Hong Kong's marine environment is strikingly diverse. For example, the western waters, fed by the Pearl River, experience an estuary effect. During heavy rainfall, more freshwater pours into the ecosystem, and the salinity of the seawater drops correspondingly as the rainfall increases.

The area is home to the flathead grey mullet. The fish, an important source of food, thrives in estuaries and rivers, and its optimal environment occurs within a delicate balance of freshwater and seawater. What happens when there's heavy rain? Water salinity levels fall, and the flathead mullet becomes more susceptible to disease and the effects of water pollution. Compound that with the effects of global warming and you get some sense of what scientists are up against as they try to preserve marine species such as the flathead grey mullet.

In contrast to the western waters, the waters on the eastern side of Hong Kong are fed primarily by the South China Sea. Salinity levels are high and different species in the area are dependent on a different set of environmental values.

All the factors that affect the well-being of marine life are in constant flux. Intensifying climate change and day-to-day variables present scientists with the challenge of defining site-specific criteria for water quality to help preserve marine species from the Sixth Great Extinction.

"Each marine species has a tolerance limit for how many toxicants it can accept.

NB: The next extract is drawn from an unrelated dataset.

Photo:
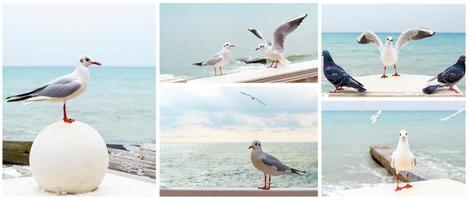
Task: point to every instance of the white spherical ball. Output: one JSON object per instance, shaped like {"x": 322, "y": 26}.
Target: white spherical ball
{"x": 69, "y": 158}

Once the concentration of the toxicant in the body goes beyond that limit, the health of the species is affected, leading to poor growth, reproductive decline, higher mortality and ultimately to population decline and even extinction," said Kenneth Leung Mei-yee, professor of aquatic ecology and toxicology at the School of Biological Sciences at the University of Hong Kong.

The flathead grey mullet is by no means unique. Many species of cold-blooded marine life and algae are affected in the same way, as they are highly sensitive to fluctuating salinity and water temperature, Leung said. In the heat of summer, the mortality rate of these species climbs, especially in proximity to agricultural or industrial activities.

Fluctuating fortunes

Almost every region in the world has drawn up its own set of water quality criteria, which protect local species from chemical contaminants.

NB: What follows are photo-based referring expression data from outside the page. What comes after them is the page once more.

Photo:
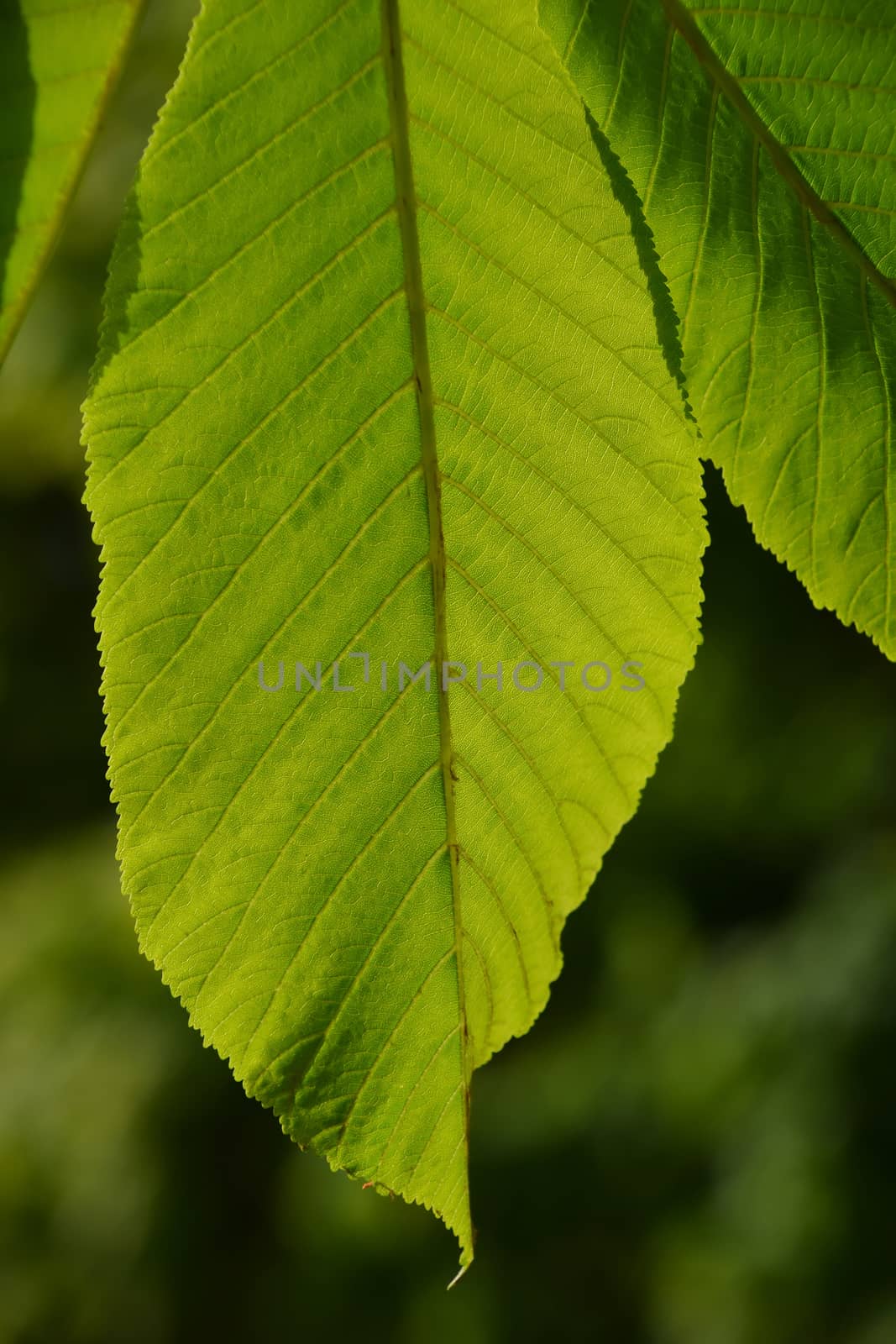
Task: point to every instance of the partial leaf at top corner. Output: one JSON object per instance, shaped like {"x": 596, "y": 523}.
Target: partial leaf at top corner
{"x": 762, "y": 141}
{"x": 60, "y": 60}
{"x": 379, "y": 375}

Often these criteria are based on toxicity data generated under standardized laboratory conditions, including fixed water salinity, temperature and pH levels (the balance between acidity and alkalinity).

In tropical and subtropical regions similar to Hong Kong, the laboratory temperature is usually fixed at 25 C. However, lab-based conditions don't match real marine conditions, which change according to the day and the season.

Hence, the lab-driven water quality criteria may not provide marine organisms with adequate protection. According to Leung, what's needed is a gauge that takes account of aggregate sea conditions, including salinity, temperature and other potentially influential environmental factors.

The fluctuating condition of these factors plays a specific role in determining the metal toxicity of the immediate marine environment. Production of metal pollution has been rising annually as a result of farming, industrial activity and ordinary day-to-day activities. However, metal toxicity has an immense impact on the marine environment.